The Danish newspaper Jyllands-Posten in September 2005 published
the controversial cartoons of Mohammad, the founder of Islam, which
were subsequently republished elsewhere and sparked protests that
killed several dozen people.
US authorities accused David Headley, 49 and a US citizen, of
hatching the plot in late 2008 to attack the paper and said he
posted to an internet discussion group that he felt disposed
towards violence because of the published cartoons.
Dubbing the scheme the Mickey Mouse Project, Headley travelled
twice to Denmark this year where he visited two offices of the
Danish newspaper - in Copenhagen and Arhus - taking video and
posing as a potential advertiser on behalf of a Chicago business,
First World Immigration Services.
That business is owned by Tahawwur Hussain Rana, 48 and a Canadian
citizen, who was arrested on October 18 at his home in Chicago on a
charge of conspiracy for discussing potential targets with Headley
and helping him make travel plans, the Justice Department
said.
Headley also travelled to Pakistan where he met with a leader of a
group with ties to al Qaeda, Harakat-ul Jihad Islami, and
communicated with members of the militant group Lashkar-e-Taiba
about plans to attack the newspaper, the US government said.
He was arrested on October 3 as he was about to fly from Chicago to
Pakistan.
He also had a ticket to Copenhagen from the United States on
October 29, though a Danish official said they did not believe an
attack was imminent.
"This is an investigation that is ongoing.
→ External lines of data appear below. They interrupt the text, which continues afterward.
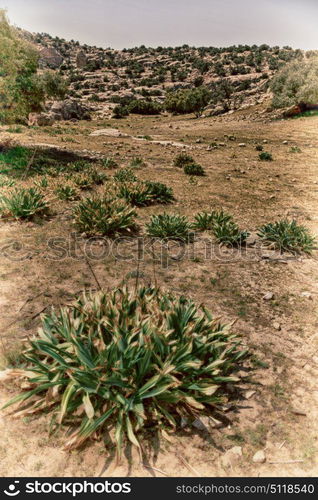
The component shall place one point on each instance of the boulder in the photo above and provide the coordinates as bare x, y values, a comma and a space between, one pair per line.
50, 58
81, 59
70, 109
41, 119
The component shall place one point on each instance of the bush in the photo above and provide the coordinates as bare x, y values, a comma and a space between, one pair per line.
120, 111
66, 193
145, 107
183, 159
205, 221
193, 169
125, 175
166, 226
109, 163
296, 83
188, 101
288, 236
264, 156
104, 216
91, 366
228, 232
22, 90
23, 203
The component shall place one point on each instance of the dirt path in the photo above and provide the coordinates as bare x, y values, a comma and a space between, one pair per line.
280, 417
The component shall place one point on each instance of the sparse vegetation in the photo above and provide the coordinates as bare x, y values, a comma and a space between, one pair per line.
104, 216
288, 236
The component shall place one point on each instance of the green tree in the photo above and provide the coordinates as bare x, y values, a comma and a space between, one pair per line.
22, 89
188, 101
296, 83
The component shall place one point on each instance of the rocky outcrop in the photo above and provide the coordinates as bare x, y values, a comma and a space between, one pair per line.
70, 109
50, 58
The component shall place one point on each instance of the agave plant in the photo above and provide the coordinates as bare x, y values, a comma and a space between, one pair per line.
205, 221
183, 159
23, 203
104, 216
166, 226
66, 193
229, 233
288, 236
194, 169
125, 175
119, 362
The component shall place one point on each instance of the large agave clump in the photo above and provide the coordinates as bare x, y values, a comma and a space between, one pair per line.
119, 362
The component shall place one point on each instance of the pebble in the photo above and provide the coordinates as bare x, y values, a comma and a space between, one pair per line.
259, 457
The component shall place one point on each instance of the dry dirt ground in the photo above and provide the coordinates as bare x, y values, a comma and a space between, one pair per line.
279, 411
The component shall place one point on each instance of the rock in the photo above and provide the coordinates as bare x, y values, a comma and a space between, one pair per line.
259, 457
232, 457
307, 295
41, 119
70, 109
81, 59
108, 132
50, 58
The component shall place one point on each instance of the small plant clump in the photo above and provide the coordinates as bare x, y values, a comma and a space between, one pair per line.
229, 233
182, 160
125, 175
23, 203
265, 156
194, 169
119, 363
288, 236
166, 226
205, 221
104, 216
66, 193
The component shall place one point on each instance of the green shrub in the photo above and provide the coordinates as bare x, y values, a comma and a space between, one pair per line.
145, 107
205, 221
109, 163
194, 169
119, 363
23, 203
166, 226
183, 159
125, 175
159, 192
229, 233
264, 156
288, 236
66, 193
104, 216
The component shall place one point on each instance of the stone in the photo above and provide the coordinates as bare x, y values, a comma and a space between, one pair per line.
81, 59
232, 457
259, 457
50, 58
41, 119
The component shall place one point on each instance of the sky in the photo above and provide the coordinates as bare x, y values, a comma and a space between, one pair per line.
130, 23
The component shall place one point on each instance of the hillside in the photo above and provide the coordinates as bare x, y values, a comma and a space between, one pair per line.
238, 75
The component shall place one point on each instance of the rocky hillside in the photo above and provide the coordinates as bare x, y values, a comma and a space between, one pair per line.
104, 77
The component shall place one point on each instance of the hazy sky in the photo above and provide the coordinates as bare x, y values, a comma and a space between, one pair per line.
128, 23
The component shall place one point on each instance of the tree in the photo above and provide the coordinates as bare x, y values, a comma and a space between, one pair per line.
296, 84
188, 101
22, 89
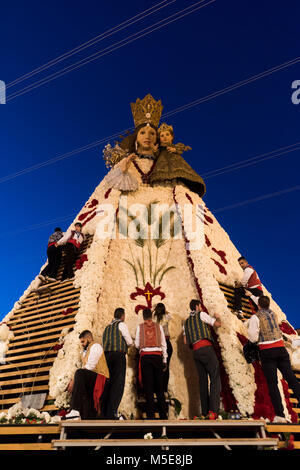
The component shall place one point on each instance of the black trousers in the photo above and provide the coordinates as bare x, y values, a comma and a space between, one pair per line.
71, 253
82, 395
54, 255
240, 292
208, 366
153, 381
114, 387
167, 371
271, 360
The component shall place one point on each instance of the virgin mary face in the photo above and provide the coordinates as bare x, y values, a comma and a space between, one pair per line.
146, 138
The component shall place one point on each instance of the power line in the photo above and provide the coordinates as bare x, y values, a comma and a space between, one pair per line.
39, 225
214, 211
252, 161
129, 39
91, 42
233, 87
173, 112
257, 199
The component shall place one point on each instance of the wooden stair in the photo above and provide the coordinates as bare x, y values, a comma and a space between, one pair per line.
37, 327
228, 292
28, 437
166, 433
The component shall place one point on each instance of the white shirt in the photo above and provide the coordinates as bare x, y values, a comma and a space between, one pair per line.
163, 343
203, 317
77, 236
125, 333
247, 274
253, 331
94, 356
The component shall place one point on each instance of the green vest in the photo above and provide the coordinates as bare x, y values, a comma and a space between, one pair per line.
196, 329
268, 326
113, 339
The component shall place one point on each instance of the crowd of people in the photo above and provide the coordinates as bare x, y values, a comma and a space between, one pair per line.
98, 386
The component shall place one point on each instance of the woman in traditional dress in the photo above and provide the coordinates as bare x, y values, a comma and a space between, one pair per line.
163, 317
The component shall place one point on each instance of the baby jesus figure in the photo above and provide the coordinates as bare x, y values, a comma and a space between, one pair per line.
166, 137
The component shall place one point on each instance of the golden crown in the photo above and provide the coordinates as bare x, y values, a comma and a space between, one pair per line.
146, 111
165, 127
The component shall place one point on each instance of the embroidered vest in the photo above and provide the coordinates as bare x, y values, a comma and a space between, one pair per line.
76, 241
268, 324
196, 329
101, 366
254, 280
113, 339
150, 335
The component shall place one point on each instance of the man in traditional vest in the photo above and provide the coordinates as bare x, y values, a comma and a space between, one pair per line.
54, 254
116, 340
89, 381
251, 283
198, 335
72, 241
151, 342
263, 328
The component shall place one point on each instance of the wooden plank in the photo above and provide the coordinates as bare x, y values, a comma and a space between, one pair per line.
39, 354
31, 348
46, 322
28, 429
27, 446
41, 378
12, 401
66, 319
22, 390
295, 428
54, 297
42, 300
14, 344
54, 302
25, 364
53, 309
41, 333
165, 442
26, 371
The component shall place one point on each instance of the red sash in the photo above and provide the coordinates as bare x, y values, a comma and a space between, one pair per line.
276, 344
98, 390
201, 343
146, 353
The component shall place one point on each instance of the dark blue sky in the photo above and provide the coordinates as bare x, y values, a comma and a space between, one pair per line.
214, 47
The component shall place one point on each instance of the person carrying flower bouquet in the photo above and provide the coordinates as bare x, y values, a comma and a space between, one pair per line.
263, 328
89, 381
197, 334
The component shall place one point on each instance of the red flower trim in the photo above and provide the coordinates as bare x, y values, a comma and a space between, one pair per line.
221, 268
67, 311
292, 413
85, 214
107, 193
80, 262
207, 241
228, 399
262, 406
189, 198
222, 255
89, 218
287, 328
93, 203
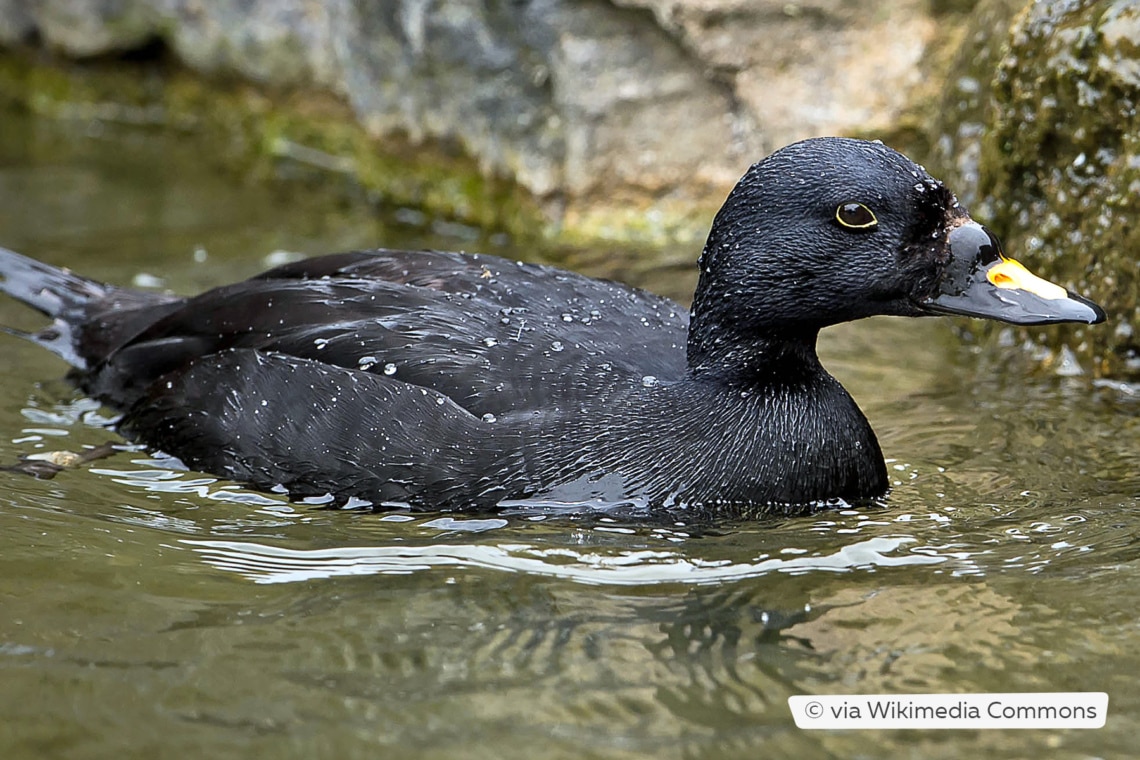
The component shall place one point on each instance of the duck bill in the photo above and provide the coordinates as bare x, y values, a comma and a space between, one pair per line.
980, 282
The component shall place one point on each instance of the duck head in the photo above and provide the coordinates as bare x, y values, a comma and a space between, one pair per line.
833, 229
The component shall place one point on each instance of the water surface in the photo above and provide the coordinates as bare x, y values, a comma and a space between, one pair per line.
146, 611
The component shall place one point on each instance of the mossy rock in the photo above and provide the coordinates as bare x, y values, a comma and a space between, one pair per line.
1059, 170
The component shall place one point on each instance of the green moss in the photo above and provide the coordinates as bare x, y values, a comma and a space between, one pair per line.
1061, 165
251, 132
1036, 130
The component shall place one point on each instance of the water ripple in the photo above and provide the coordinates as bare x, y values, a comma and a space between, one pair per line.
270, 564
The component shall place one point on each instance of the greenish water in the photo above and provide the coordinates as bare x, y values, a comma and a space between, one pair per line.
152, 612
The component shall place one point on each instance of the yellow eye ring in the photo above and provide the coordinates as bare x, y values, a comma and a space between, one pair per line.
855, 215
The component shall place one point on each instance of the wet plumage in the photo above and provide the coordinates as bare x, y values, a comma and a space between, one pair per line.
445, 381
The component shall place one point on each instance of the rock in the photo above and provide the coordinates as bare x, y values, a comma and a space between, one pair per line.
603, 109
1053, 144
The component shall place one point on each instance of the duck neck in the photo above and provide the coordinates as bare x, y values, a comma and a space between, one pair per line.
784, 357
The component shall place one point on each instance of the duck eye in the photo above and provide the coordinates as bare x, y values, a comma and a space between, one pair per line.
855, 215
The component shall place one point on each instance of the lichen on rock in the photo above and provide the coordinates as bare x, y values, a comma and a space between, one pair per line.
1060, 163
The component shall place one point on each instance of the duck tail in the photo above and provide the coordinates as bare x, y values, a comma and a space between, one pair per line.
49, 289
54, 292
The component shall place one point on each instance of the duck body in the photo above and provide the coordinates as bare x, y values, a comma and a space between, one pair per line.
445, 381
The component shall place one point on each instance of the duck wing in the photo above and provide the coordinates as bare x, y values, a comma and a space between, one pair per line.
495, 336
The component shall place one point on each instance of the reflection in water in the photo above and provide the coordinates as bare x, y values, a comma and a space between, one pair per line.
147, 607
269, 564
We will continue to
cooperate very closely with the FBI but also with security services
in a number of other countries to curb the threat," Jakob Scharf,
head of the Danish Security and Intelligence Service (PET), told a
news conference in a Copenhagen suburb.
The US Justice Department said there was no imminent danger in the
Chicago area and that the arrests were unrelated to other recent
terrorism cases, including one involving an Afghan man arrested in
Colorado, Najibullah Zazi, for plotting to detonate bombs in the
United States.
Scaled back attack plan
In an interview with FBI agents after being arrested in Chicago,
Headley said that he proposed scaling back the plot to kill the
cultural editor and the cartoonist rather than attack the
newspaper's building, an FBI affidavit said.
He also told them that he had worked with Lashkar-e-Taiba
previously and received training from them.
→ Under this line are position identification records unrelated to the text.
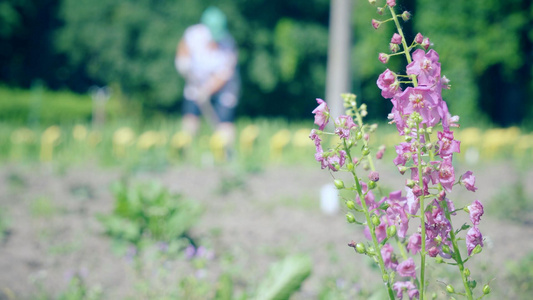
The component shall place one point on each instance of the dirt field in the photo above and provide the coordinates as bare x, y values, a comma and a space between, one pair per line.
258, 218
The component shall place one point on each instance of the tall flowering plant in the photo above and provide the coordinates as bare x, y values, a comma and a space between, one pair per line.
410, 226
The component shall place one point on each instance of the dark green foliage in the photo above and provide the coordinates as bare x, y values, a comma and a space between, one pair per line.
485, 47
149, 212
284, 278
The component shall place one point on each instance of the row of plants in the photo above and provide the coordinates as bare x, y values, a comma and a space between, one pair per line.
259, 143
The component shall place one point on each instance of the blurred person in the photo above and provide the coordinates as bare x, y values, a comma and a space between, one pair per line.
206, 57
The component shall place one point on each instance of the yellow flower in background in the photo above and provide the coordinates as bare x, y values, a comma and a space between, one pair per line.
218, 144
278, 142
247, 138
180, 140
22, 135
122, 138
151, 139
494, 140
79, 132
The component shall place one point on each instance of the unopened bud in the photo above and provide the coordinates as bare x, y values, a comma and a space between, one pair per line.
450, 289
486, 289
350, 218
394, 47
467, 272
350, 204
425, 43
391, 231
373, 176
371, 185
406, 16
384, 58
339, 184
384, 206
375, 220
365, 151
376, 23
360, 248
350, 166
358, 135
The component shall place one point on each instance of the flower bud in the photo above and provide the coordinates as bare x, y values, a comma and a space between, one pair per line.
384, 58
375, 220
339, 184
384, 206
350, 218
350, 166
376, 23
350, 204
371, 185
394, 47
360, 248
486, 289
450, 289
419, 38
366, 151
406, 16
466, 272
425, 43
396, 39
358, 135
373, 176
391, 231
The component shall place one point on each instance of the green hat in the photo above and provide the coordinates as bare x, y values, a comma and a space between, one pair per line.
216, 21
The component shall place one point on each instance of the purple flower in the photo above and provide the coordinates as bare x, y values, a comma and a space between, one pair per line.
343, 125
473, 238
375, 23
476, 211
400, 286
396, 39
389, 84
415, 243
407, 268
384, 58
469, 180
419, 38
387, 253
425, 66
446, 174
447, 144
321, 114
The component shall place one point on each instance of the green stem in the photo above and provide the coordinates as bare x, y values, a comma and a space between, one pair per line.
404, 43
371, 228
457, 254
422, 221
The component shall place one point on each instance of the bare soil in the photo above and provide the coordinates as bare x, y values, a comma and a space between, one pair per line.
258, 218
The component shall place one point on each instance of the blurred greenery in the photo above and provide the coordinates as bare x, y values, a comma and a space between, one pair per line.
485, 49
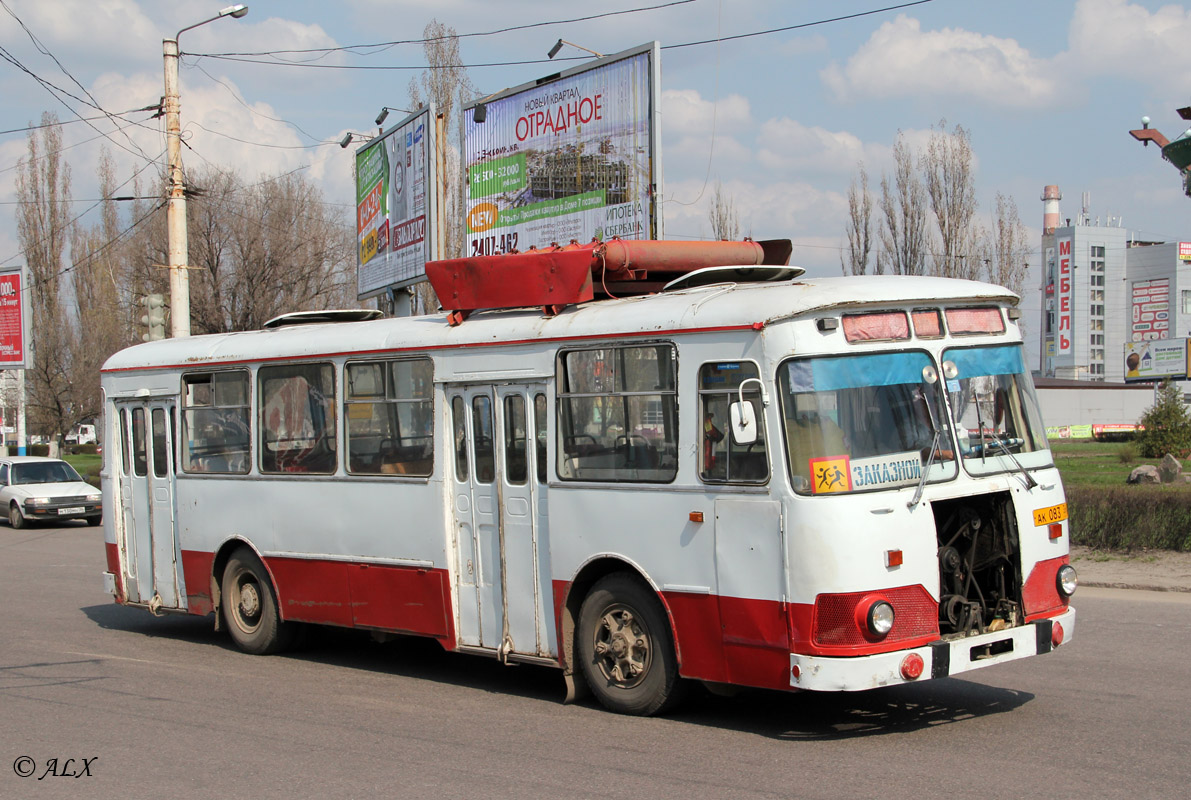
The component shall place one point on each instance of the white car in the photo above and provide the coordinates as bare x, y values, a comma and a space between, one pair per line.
47, 489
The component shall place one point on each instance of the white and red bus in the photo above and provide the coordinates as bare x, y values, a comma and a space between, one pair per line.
830, 483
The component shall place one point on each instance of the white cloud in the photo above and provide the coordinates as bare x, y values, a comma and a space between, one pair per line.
902, 60
685, 110
1115, 37
787, 144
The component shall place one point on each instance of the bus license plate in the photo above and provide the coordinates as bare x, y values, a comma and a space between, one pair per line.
1052, 514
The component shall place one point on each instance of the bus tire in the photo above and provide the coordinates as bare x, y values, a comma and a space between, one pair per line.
249, 606
625, 649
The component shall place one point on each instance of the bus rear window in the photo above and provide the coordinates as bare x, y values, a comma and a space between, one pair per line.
974, 320
881, 326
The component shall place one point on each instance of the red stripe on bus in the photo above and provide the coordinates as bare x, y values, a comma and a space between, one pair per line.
381, 597
197, 575
113, 567
432, 348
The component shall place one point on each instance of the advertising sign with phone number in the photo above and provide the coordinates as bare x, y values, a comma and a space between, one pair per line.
574, 157
394, 205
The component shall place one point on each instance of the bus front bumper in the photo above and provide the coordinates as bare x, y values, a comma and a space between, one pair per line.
939, 658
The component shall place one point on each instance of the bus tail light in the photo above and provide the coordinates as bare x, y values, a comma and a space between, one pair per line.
911, 667
841, 620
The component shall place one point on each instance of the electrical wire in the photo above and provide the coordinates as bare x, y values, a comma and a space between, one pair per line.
386, 45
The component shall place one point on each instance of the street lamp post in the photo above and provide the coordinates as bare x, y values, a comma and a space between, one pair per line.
175, 211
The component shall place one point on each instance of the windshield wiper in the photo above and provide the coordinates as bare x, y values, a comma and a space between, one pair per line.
930, 458
1029, 479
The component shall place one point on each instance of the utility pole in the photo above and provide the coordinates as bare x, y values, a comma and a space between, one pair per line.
175, 212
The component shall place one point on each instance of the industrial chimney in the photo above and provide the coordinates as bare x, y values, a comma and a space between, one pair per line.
1051, 198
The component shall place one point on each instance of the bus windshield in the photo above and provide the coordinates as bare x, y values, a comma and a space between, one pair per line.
864, 423
995, 410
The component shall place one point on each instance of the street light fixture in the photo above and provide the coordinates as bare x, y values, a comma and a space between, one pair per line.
351, 135
384, 113
557, 45
175, 211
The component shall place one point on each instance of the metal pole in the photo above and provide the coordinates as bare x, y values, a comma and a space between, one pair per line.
175, 212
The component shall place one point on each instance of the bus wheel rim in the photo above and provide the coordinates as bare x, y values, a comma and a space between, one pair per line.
623, 648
The group has been accused of last year's assault on Mumbai and
was designated a foreign terrorist organization by the United
States.
Lawyers for Headley were not immediately available for comment
while Rana's lawyer, Patrick Blegen, said his client adamantly
denies the charges and eagerly awaits his opportunity to contest
them in court and to clear his and his family's name.
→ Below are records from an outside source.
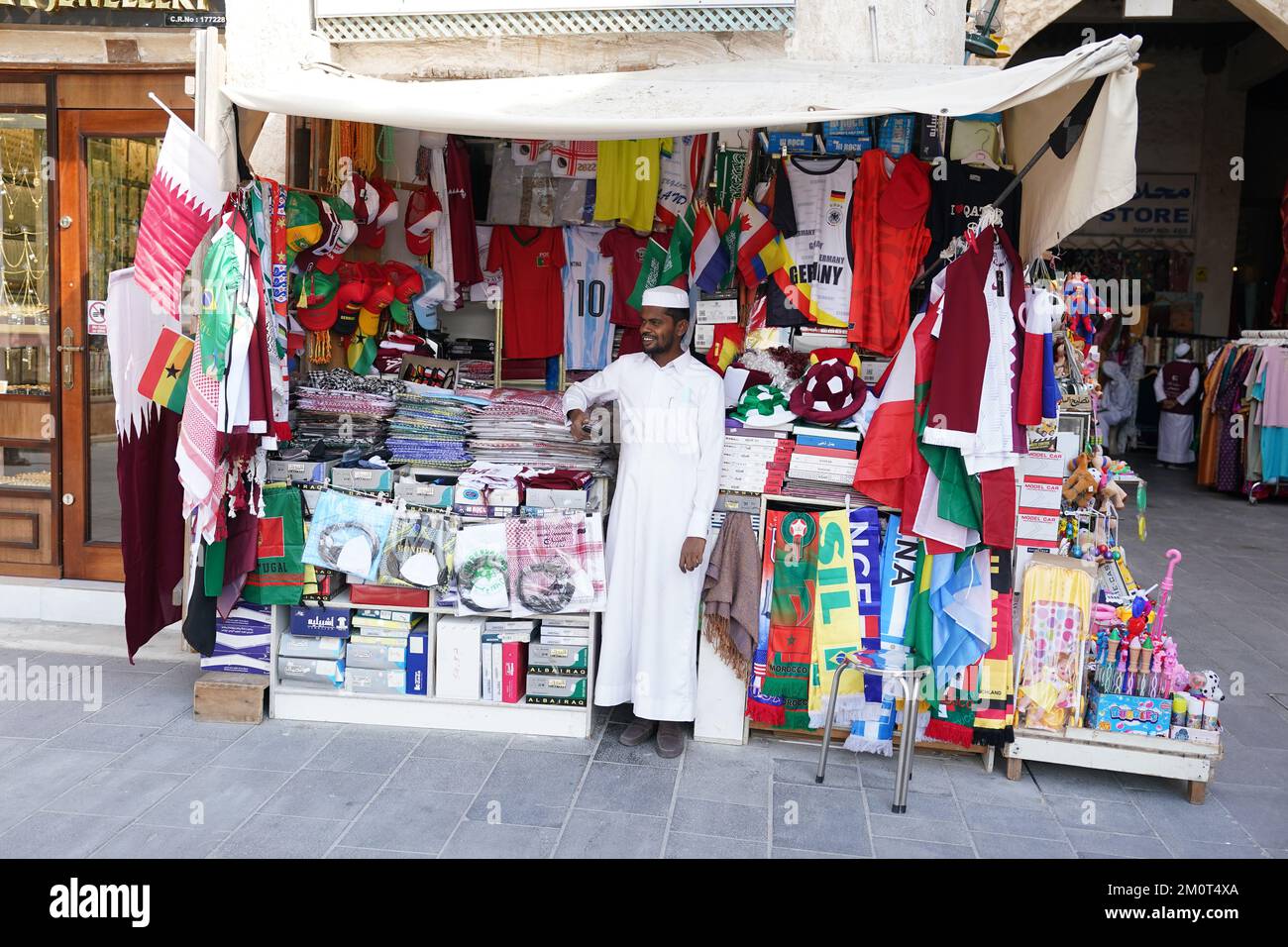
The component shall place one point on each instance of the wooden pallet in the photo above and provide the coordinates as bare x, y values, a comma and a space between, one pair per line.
1122, 753
227, 697
838, 735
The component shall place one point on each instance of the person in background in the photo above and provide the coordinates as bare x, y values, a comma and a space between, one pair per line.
671, 419
1175, 388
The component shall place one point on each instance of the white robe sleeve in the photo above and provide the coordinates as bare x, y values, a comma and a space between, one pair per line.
600, 386
709, 447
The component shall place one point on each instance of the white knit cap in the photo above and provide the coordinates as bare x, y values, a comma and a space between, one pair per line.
666, 298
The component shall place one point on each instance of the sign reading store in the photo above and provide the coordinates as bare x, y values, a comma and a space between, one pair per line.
179, 14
Blegen said he would seek his client's release on bond on Wednesday
at a hearing. If convicted, Headley faces life in prison and Rana
faces up to 15 years in prison.
The Justice Department said its investigation was also
continuing.
The re-publication of the cartoon in several newspapers sparked
violent protests in Muslim countries in 2006, prompting the
newspaper to apologize, though the Danish government defended the
paper's right to freedom of expression.
The editor of the Jyllands-Posten, Jorn Mikkelsen, said on Danish
TV2 news that employees were in shock.
"We had a feeling that this case had faded away but now we must
realize that the threat against us is even bigger today than
before," Mikkelsen said.
The newspaper was following closely the instructions of the PET,
but would not back down from its principles in the face of the
threat, he said.
"You know our position on the freedom of speech, and in that fight
we are in the front line," Mikkelsen said.